With a recent 66% surge in the number of new self-managed super funds (SMSF) being set up, more and more people are asking how you can purchase a property with a SMSF. And there are several benefits in owning property in a SMSF. These include proceeds are tax free after age 60, the fund only pays 15% tax compared to most people paying 30% or even 40% income tax, the fund is protected from creditors and estate planning can help reduce any capital gains tax.

Property in a self-managed super fund can be a very powerful tool if set up correctly.

There are 2 main options.

You can purchase property in a self-managed super fund either built new or purchase established.

To purchase an established property in a self-managed super fund, you will need to have the fund set up so that the fund can purchase the property. You either need the cash already in the fund (and you can buy new or established) OR if you are going to borrow the funds, you need a limited recourse loan to purchase a single asset (an established property).

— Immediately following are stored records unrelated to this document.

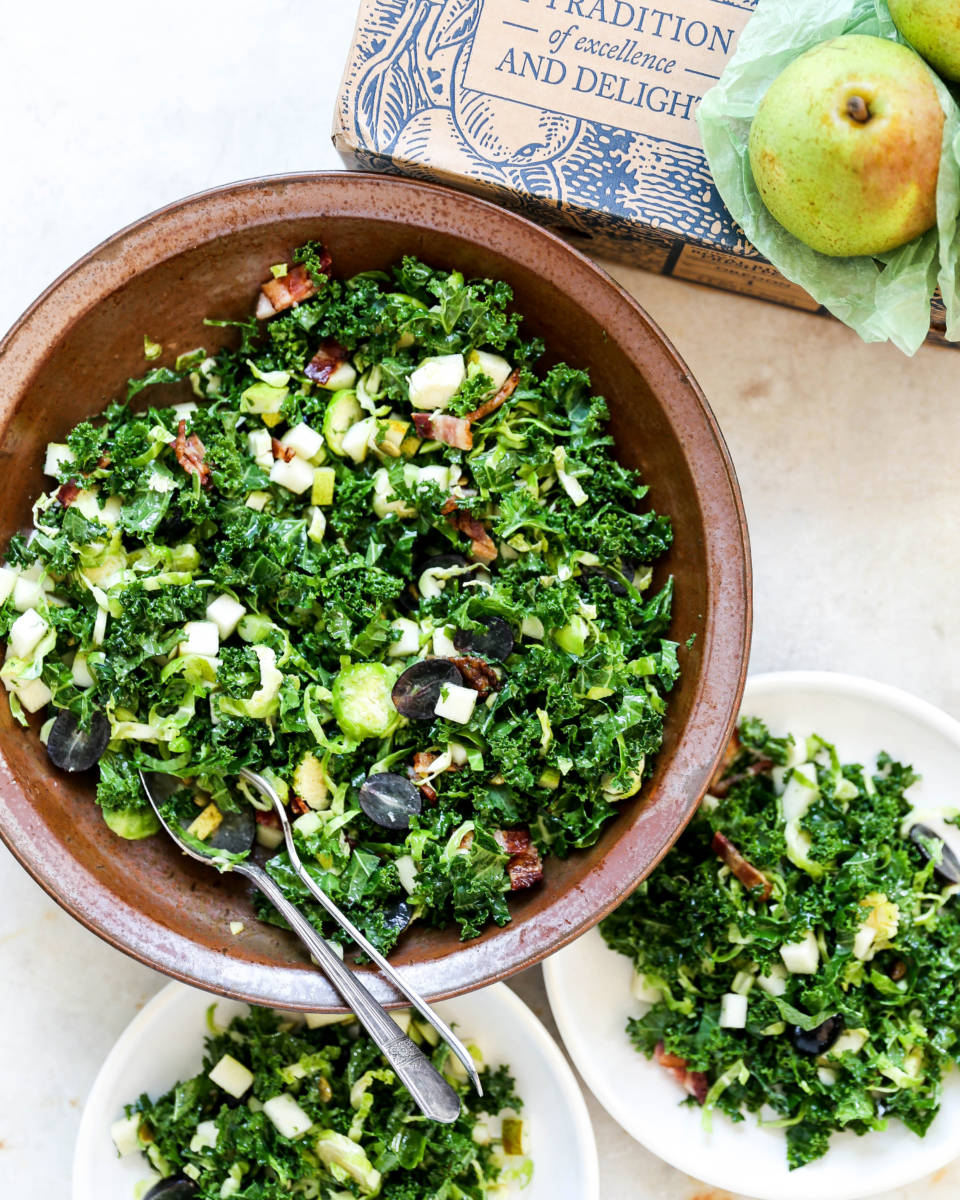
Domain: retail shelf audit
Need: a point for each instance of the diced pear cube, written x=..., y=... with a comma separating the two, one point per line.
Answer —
x=207, y=823
x=316, y=523
x=232, y=1077
x=435, y=382
x=25, y=633
x=34, y=695
x=257, y=501
x=732, y=1011
x=303, y=441
x=456, y=703
x=27, y=593
x=201, y=637
x=58, y=456
x=9, y=576
x=125, y=1134
x=226, y=613
x=111, y=510
x=355, y=442
x=287, y=1116
x=803, y=957
x=324, y=479
x=81, y=672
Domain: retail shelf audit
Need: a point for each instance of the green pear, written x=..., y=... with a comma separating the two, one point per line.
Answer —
x=933, y=29
x=845, y=147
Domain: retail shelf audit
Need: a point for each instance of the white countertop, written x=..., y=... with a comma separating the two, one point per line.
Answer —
x=847, y=456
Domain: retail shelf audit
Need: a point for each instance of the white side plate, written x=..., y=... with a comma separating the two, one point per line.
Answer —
x=165, y=1043
x=589, y=985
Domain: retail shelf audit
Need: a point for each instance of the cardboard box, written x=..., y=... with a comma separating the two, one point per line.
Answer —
x=576, y=113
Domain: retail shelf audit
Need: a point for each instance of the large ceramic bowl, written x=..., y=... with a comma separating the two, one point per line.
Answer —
x=76, y=347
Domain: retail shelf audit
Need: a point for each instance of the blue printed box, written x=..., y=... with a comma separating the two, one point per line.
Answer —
x=577, y=113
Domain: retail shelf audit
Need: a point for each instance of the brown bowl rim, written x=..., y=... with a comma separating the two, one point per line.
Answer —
x=721, y=679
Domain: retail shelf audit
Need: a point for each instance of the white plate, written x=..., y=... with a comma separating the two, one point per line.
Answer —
x=165, y=1043
x=589, y=985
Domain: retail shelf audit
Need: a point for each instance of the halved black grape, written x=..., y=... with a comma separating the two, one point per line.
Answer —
x=417, y=691
x=390, y=801
x=496, y=641
x=72, y=748
x=819, y=1041
x=947, y=870
x=174, y=1187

With a Limited Recourse, you will need to have the full amount of funds in the SMSF to be able to pay the drawdown as they are requested by the builder.

Obviously, you need appropriate insurances to cover for death and/or disability as lenders are facing a higher risk in lending money.

All properties must be at arm’s length (that is, you must purchase the property at commercial values from a non-relative, except your own business premises) and all rent must be paid into the super fund. The super fund must pay all mortgages, taxes, council rates, insurances etc.

The disadvantages are, the cost and regular audits, compliance issues, limits in what you can invest in and the ATO auditing.

The most important thing to do is to get the proper advice before you proceed from a qualified Accountant or Certified Financial Planner.